兩人暈乎乎的出宮後,寶良道:“這大概和禮賢下士是一回事,得先將漢人給捧起,給足漢人面子。”
元春則皺眉道,“可咱們怎麼找由頭去提親啊?敬佩方家?”
寶良道,“只能這樣了啊,要不就是仰慕文人…”
元春想了想,還是不明白,“太子咋這麼客氣呢?”
“太子大概對人都是這麼客氣的。”寶良也想不明白,只好說弘暄人品好。
而人品好的弘暄回頭就給德兒說了,“你下回去暢春園的時候。繞道去月老廟上柱香,保佑我保的媒琴瑟和鳴,我可不想下半輩子都瞅著你二哥那哀怨的眼神…”
德兒捂著嘴笑道。“大哥,不至於吧?就是太陽從西邊出來。二哥那眼神也哀怨不起來啊…”
弘暄搖搖頭,拍了拍德兒的肩膀,沉痛道:“你那娶了媳婦的二哥,只有你想不到,沒有他做不到的…”

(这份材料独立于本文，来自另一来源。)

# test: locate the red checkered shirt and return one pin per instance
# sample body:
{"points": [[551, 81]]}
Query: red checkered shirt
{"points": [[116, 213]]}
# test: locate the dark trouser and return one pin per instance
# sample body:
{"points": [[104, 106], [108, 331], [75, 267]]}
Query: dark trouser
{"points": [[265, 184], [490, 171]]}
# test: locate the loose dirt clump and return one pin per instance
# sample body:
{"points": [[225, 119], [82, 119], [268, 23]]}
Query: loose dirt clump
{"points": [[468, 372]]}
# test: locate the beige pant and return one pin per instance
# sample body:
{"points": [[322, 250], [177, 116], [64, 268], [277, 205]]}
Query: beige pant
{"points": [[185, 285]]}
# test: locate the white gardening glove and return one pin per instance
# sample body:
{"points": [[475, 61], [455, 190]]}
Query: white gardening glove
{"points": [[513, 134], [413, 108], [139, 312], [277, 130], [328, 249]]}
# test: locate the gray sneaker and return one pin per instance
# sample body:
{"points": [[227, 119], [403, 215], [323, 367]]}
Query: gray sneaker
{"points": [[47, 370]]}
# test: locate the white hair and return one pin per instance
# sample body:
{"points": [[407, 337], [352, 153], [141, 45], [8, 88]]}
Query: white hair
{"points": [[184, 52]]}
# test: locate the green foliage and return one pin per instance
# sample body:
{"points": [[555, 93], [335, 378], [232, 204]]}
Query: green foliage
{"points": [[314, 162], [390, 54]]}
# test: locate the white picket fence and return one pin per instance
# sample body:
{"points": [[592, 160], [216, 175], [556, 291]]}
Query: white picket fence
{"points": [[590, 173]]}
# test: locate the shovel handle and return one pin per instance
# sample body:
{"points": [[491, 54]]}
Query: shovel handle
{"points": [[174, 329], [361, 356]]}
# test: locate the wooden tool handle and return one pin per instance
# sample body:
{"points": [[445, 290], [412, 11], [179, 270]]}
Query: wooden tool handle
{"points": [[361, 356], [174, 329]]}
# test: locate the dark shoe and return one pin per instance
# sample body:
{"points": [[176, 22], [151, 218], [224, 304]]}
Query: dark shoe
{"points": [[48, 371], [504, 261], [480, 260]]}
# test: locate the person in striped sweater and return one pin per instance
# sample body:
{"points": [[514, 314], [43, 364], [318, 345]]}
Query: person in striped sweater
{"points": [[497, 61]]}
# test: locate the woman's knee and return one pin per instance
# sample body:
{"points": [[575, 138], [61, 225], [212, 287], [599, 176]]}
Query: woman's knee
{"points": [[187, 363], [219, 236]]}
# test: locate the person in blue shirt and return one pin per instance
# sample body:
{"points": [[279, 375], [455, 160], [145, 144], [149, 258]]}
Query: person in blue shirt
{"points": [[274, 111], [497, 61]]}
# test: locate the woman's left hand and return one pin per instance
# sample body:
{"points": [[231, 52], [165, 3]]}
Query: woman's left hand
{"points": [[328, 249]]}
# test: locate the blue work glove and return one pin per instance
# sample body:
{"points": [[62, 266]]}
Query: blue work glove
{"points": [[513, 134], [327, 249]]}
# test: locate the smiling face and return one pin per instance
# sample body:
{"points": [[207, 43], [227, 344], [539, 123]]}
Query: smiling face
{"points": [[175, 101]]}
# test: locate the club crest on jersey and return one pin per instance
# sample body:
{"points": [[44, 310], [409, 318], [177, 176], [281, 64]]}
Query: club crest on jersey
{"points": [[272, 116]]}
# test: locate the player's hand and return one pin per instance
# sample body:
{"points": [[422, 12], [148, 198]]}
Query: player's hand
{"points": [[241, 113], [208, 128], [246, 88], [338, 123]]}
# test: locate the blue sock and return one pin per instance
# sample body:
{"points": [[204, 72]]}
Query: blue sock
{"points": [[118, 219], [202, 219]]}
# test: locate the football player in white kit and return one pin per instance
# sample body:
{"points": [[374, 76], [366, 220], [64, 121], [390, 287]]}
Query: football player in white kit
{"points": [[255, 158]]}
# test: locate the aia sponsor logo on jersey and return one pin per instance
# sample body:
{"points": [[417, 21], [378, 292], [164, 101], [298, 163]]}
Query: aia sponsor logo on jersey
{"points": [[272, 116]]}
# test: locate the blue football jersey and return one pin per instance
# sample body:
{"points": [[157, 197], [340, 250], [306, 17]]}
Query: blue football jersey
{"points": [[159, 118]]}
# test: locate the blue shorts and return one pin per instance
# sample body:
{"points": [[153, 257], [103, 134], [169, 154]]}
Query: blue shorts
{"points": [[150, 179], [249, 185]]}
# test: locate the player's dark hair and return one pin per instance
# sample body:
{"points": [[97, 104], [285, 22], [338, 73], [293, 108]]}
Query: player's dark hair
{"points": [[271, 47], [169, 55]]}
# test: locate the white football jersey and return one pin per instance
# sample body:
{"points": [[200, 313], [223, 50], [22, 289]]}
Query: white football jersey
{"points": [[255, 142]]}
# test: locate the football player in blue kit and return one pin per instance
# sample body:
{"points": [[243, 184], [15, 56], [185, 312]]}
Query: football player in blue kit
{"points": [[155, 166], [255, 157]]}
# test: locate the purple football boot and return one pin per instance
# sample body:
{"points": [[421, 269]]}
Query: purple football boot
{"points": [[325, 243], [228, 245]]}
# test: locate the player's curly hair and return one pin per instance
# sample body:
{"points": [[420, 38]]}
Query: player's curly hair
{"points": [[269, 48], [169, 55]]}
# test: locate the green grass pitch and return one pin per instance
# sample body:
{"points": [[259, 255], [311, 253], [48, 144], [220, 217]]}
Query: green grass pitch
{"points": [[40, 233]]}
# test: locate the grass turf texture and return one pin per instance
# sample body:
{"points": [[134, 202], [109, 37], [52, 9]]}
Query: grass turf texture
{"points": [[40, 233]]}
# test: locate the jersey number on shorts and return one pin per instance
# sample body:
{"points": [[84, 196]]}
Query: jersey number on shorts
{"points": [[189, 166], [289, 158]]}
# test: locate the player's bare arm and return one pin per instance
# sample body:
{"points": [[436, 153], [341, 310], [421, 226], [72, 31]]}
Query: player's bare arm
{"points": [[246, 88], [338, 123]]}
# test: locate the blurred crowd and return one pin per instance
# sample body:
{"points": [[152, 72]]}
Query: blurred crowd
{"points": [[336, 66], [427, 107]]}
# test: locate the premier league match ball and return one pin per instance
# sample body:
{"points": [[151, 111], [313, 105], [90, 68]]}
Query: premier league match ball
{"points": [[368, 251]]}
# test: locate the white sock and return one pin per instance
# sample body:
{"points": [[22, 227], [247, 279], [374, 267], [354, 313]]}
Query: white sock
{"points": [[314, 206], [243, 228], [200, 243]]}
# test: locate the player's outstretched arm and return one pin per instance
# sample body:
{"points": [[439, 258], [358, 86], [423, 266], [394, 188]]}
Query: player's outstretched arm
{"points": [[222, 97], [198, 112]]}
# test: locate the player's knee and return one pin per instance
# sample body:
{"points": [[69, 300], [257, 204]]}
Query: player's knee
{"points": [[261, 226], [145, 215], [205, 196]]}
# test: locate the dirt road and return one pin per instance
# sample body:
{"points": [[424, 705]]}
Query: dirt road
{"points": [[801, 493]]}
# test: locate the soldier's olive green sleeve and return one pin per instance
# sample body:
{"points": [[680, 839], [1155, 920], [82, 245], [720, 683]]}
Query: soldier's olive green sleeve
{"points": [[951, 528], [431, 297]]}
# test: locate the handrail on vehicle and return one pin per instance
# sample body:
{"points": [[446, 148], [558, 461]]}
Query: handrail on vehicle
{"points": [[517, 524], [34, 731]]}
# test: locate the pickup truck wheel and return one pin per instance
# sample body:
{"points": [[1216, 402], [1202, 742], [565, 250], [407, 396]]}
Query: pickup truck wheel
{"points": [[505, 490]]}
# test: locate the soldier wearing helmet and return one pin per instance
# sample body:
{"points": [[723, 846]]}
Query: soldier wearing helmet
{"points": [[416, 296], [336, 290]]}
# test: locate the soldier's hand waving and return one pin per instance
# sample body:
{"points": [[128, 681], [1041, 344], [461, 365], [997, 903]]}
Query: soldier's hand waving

德兒狂笑,“大哥,皇瑪法若知道了。肯定踢皇阿瑪,說大哥不著調就是跟皇阿瑪學的…”
養心殿正和重臣們商議國事的敦慶帝莫名耳朵就紅了。
不知道自己耳朵和兔子有一比的敦慶帝還在認真的看著弘參寫的摺子。
弘參已經抵達了廣州,憑藉曾去過西洋的傲人背景,和洋商很快打成一片,然後便東拼西湊出了些信息,了解的信息越多,越覺得洋人完全有理由將大清視為眼中釘。
英格蘭東印度公司在天竺的收益遠低於預期,東印度公司股票狂跌,幾乎無法賣出去,交易所亂成一團。許多投機商損失慘重,其中有許多貴族,而英格蘭的戰爭負債達1000萬英鎊…
因此,弘參上的摺子是叫敦慶帝要小心馬六甲海峽被偷襲。沒準窮得發慌的英格蘭會向大清開戰,“洋人亂糟糟的,一會兒英格蘭打西班牙,一會兒英格蘭打法國,一會兒荷蘭又打西班牙,總之就是為了錢…”
敦慶帝看得頭暈,為錢打仗,真是丟先人的臉啊…瞧瞧大清,哪場仗不是為著高尚的目的?
更頭暈的是敦慶帝對弘參摺子里的許多經濟事務搞不清楚,什麼叫股票啊?什麼是交易所啊…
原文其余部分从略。